Leaders of the BRICS group of developing nations have invited Saudi Arabia, Iran, Ethiopia, Egypt, Argentina and the United Arab Emirates to join, in a move aimed at growing the clout of a bloc that has pledged to champion the “Global South”.
Expansion could also pave the way for dozens of interested countries seeking admission to BRICS – currently Brazil, Russia, India, China and South Africa – at a time when geopolitical polarisation is spurring efforts by Beijing and Moscow to forge it into a viable counterweight to the West.
South African President Cyril Ramaphosa, who is hosting a summit of BRICS leaders, announced on Thursday that the new candidates would be admitted as members on Jan. 1, 2024.

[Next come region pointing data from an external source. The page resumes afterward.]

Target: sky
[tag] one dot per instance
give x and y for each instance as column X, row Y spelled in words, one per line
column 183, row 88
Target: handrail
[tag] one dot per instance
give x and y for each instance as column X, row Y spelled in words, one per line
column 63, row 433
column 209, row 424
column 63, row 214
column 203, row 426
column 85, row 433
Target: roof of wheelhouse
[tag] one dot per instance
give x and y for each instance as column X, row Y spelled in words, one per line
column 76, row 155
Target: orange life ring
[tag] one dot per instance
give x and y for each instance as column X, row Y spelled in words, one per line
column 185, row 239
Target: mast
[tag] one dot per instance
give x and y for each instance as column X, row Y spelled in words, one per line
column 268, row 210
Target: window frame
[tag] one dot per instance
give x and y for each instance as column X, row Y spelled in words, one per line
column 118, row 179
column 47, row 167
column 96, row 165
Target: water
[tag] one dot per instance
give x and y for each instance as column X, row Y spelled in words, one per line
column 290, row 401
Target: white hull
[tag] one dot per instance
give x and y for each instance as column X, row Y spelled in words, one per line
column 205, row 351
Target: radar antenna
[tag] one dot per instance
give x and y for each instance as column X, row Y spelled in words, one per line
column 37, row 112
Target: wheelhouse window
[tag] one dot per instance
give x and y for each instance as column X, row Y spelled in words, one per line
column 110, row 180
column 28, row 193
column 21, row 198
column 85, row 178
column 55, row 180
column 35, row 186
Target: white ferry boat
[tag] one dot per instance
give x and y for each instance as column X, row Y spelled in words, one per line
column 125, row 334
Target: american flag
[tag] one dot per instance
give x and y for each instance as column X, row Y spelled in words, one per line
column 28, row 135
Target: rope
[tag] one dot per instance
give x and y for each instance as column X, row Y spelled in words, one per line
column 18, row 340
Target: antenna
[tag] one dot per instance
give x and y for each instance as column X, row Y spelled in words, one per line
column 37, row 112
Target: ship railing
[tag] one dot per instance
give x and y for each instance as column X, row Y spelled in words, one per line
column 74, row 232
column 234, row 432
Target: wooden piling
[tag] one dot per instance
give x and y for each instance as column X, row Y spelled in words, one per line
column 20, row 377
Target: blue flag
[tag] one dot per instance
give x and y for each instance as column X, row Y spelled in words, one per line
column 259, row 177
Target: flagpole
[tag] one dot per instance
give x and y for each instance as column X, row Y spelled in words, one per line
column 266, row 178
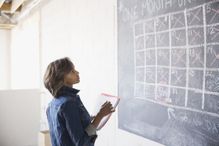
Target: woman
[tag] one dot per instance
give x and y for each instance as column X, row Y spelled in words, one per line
column 69, row 122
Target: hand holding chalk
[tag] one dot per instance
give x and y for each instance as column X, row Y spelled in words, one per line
column 106, row 109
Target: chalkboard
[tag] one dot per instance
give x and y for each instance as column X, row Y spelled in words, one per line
column 168, row 70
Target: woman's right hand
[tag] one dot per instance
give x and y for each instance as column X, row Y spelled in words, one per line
column 106, row 109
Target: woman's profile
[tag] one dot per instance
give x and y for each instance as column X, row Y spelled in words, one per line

The debate over enlargement has topped the agenda at the three-day summit taking place in Johannesburg. And while all BRICS members publicly expressed support for growing the bloc, there were divisions among the leaders over how much and how quickly.
Though home to about 40 per cent of the world’s population and a quarter of global gross domestic product, BRICS members’ failure to settle on a coherent vision for the bloc has long left it punching below its weight as a global political and economic player.
More than 40 countries have expressed interest in joining BRICS, say South African officials, and 22 have formally asked to be admitted.
They represent a disparate pool of potential candidates motivated largely by a desire to level a global playing field many consider rigged against them and attracted by BRICS’ promise to rebalance the global order.